Ma è sul ripristino filologico del giardino storico teso a recuperare l’impianto primitivo che si sono appuntate le critiche delle associazioni culturali in difesa del patrimonio, con in testa Giovanni Purpura per il quale l’approccio doveva essere conservativo, e di Giuseppe Barbera, ex assessore all’Ambiente del Comune e professore di colture arboree all’Università di Palermo, che rinvia alla Carta del restauro dei giardini storici del 1981 secondo la quale l’intervento deve «rispettare il complessivo processo storico del giardino (…). Ogni operazione che tendesse a privilegiare una singola fase assunta in un certo periodo storico e a ricrearla ex novo, a spese delle fasi successive, comporterebbe una sottrazione di risorse e risulterebbe riduttiva e decisamente antistorica». Allo stesso documento si appella anche la Miranda laddove consente di eccepire al principio generale qualora «il degrado o il deperimento di alcune parti possano eccezionalmente essere l’occasione per un ripristino fondato su vestigia o su documenti irrecusabili. Potranno essere più in particolare oggetto di un eventuale ripristino le parti del giardino più vicine a un edificio, al fine di farne risaltare la coerenza».
Ma il punto è proprio questo. Il risultato ottenuto, una distesa di tufina delimitata da un prato ordinato all’inglese, invece che esaltare la coerenza del giardino con il villino, crea un effetto di contrappunto tra il minimalismo del primo e il caleidoscopico divertissement architettonico del secondo, il che non corrisponde però alle intenzioni di Basile, che aveva pensato a un giardino ben più vivace, con serraglio, laghetto, serra per le orchidee, chioschetto siculo-normanno e tempietto neoclassico.
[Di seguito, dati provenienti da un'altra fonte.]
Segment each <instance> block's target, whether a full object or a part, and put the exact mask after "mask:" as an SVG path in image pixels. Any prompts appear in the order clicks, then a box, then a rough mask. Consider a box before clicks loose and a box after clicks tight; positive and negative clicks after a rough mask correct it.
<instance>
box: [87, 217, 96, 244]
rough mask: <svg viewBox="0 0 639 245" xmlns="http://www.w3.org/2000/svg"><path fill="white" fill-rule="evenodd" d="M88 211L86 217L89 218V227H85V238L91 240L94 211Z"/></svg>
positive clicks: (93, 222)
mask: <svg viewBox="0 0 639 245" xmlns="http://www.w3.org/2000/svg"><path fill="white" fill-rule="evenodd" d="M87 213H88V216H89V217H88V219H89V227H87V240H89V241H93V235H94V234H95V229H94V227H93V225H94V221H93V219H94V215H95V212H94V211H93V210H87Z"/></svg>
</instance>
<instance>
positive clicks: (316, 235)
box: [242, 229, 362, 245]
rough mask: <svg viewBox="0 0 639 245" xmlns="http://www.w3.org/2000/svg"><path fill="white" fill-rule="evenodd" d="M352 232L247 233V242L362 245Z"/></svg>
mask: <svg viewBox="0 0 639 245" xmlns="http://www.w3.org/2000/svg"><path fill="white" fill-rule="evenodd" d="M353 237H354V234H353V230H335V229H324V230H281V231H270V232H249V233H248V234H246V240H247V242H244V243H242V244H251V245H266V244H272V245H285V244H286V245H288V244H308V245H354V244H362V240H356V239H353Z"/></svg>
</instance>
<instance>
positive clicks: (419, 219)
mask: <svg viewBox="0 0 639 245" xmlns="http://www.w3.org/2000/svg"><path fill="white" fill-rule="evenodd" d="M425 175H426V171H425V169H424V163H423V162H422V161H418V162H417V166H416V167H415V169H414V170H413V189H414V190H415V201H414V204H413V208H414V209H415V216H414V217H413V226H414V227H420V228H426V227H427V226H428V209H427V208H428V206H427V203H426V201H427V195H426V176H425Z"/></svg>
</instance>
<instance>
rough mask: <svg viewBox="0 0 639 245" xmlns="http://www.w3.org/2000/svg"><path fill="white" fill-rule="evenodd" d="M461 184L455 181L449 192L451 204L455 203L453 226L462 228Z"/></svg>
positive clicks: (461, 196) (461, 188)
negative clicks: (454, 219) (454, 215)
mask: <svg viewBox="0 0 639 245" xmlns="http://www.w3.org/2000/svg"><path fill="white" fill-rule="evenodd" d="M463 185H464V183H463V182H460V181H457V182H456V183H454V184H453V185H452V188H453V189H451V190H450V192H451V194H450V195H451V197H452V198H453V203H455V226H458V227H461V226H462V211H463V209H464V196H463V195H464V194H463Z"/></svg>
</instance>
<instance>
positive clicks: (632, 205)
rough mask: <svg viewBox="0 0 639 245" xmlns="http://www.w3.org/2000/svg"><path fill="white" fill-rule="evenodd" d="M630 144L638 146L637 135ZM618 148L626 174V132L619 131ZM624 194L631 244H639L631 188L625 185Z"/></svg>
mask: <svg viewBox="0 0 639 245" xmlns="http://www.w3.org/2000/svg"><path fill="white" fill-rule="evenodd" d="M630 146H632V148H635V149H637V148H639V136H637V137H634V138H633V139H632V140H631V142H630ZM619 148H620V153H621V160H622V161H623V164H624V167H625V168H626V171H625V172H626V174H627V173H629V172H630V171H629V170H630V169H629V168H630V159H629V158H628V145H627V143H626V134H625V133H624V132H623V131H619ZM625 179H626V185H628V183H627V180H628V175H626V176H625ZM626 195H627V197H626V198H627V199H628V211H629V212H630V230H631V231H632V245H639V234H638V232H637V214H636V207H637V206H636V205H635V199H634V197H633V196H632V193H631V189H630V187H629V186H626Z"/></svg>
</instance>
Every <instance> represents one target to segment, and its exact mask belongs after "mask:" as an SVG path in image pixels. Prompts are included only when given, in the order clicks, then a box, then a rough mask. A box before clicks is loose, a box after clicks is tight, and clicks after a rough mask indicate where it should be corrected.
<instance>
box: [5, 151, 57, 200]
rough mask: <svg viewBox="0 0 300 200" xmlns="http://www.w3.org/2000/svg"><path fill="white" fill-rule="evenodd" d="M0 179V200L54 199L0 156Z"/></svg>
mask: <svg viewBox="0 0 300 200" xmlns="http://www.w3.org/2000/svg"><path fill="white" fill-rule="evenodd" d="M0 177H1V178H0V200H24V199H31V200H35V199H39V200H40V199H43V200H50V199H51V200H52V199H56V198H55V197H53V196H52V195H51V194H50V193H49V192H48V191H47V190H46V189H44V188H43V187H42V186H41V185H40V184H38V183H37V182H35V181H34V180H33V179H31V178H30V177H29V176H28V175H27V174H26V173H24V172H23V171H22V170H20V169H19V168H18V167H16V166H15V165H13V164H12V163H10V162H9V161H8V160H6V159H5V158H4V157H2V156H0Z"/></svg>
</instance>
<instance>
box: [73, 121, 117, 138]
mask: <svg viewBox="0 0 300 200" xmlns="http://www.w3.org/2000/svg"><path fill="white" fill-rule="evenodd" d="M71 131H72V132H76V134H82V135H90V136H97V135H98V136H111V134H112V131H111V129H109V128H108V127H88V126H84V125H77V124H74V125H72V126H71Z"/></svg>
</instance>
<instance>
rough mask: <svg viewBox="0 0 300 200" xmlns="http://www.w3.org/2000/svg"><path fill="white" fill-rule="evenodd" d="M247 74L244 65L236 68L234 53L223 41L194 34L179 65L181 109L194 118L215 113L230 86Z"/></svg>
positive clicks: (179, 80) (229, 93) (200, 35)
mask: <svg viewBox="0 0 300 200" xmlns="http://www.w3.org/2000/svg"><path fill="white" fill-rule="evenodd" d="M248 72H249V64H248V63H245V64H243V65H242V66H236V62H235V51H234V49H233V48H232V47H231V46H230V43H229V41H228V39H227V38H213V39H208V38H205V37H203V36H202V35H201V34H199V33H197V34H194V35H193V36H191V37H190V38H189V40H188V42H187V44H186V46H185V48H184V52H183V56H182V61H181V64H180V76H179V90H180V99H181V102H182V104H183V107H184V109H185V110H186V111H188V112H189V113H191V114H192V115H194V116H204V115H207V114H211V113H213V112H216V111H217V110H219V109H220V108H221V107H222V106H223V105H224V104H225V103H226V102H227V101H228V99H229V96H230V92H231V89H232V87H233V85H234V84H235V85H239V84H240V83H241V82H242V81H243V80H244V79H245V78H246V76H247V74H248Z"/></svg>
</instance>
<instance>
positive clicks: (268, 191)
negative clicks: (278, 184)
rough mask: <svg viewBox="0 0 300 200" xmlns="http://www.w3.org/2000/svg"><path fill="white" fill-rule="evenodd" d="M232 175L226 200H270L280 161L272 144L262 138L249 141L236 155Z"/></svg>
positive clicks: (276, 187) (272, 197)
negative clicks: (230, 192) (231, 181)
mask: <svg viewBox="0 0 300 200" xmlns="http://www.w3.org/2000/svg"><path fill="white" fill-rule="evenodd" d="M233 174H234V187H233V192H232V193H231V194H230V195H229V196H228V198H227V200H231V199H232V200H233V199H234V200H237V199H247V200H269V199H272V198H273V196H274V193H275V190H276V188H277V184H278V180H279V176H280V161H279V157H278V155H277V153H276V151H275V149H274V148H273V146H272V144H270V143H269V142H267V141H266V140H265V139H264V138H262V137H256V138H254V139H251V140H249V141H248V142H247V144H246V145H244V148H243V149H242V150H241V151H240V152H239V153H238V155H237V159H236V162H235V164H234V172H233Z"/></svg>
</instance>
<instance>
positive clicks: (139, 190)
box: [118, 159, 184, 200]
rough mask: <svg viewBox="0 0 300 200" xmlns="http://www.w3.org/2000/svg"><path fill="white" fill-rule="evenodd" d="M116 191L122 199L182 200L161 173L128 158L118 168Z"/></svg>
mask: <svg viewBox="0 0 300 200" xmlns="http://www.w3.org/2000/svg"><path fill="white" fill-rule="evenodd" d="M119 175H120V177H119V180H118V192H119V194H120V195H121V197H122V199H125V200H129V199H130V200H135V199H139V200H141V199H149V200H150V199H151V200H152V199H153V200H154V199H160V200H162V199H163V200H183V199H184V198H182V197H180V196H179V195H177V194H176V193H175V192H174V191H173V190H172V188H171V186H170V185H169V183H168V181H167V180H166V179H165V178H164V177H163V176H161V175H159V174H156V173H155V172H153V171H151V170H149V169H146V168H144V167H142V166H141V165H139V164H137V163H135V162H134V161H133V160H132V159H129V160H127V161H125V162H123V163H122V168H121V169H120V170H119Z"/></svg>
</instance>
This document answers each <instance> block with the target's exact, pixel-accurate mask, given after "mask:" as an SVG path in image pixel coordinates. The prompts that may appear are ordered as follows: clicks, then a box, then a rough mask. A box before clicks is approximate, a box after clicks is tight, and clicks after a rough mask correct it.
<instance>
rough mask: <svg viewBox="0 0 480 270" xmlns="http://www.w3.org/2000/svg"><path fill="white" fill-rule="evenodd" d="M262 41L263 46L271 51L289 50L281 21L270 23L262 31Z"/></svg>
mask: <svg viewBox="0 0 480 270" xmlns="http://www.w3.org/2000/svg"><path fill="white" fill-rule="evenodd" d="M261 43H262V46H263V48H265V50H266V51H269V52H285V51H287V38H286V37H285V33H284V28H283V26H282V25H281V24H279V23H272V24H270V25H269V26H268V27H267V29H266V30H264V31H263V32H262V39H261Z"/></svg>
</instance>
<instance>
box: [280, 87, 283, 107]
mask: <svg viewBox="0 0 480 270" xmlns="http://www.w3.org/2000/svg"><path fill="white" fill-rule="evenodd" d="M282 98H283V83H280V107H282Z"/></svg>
Mentre all’interno, i rifacimenti ad identicum sono a un passo dal falso storico in mancanza di una chiara distinzione tra nuovo e originale, non certo favorita dall’assenza di pannelli didattici.
Vi è dunque chi si chiede se le «nuove metodologie di intervento per la riconfigurazione filologica», che hanno fatto del Villino Florio un progetto sperimentale, non siano state piegate al servizio di uno sterile esercizio di ripristino, per aver disatteso il tratto saliente di un organismo in cui, secondo Basile, ogni elemento (dipinti, mobili, tappeti, stoffe parietali, rivestimenti lignei) trovava la propria compiutezza nell’integrazione agli altri.